Sure, library music, often used in film scores in the late sixties and early seventies has been a source of inspiration for a number of artists due to its mingling of everything from R&B, and funk to psych rock, folk and everything else.
Yet, here Osborne picks a very specific strand – the one of the European film scene of the time, as well as that used for those psych albums devoted to signs of horoscope as seen through the light of some of the producer wizards of the time, particularly David Axelrod and Frenchman Jean-Claude Vanier. He also throws in touches of Anatolian psych, quite advanced at the time, as well as Eastern music, something done so well then. Even the album cover and the moniker lead a path in that direction.

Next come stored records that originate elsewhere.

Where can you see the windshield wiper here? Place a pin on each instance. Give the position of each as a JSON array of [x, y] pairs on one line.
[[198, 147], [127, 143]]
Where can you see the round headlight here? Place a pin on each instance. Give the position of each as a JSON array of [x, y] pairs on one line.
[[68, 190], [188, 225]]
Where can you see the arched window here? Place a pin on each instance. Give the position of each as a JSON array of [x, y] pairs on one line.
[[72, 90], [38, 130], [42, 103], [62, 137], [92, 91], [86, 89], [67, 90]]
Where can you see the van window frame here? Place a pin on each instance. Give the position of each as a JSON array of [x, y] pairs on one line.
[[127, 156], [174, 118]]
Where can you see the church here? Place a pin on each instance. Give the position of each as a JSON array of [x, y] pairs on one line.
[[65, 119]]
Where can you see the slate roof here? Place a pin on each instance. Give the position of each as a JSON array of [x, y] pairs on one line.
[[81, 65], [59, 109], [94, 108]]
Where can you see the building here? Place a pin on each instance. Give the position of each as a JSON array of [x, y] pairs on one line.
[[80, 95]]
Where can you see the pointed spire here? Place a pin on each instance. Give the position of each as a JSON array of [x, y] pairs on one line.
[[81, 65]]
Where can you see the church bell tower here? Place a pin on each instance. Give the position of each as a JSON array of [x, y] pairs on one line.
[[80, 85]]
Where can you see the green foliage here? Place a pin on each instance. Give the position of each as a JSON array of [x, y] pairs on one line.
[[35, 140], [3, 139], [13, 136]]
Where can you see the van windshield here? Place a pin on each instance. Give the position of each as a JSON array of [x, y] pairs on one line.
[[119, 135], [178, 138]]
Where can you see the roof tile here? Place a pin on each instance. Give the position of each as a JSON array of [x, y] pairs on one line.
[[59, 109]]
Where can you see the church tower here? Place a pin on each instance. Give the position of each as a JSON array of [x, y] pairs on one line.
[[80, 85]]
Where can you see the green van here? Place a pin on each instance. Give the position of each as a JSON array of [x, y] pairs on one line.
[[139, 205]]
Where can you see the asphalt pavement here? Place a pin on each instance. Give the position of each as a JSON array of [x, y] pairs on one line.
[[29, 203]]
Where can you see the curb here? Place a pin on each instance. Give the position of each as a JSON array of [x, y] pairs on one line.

Still, with every source of inspiration, the key question lies in whether that source is either used or misused and if any combination of such sources has an individual stamp of the artist using them.
Osborne presents not only all the right sources but combines them in a way that has a very individual stamp, not only in the quality of the songwriting but also in the choice and execution from the quite extensive list of collaborators here.
Colours & Light fulfils that dual task Osborne seems to set out for himself – harking back to some previous musical times and making them as modern as they should be.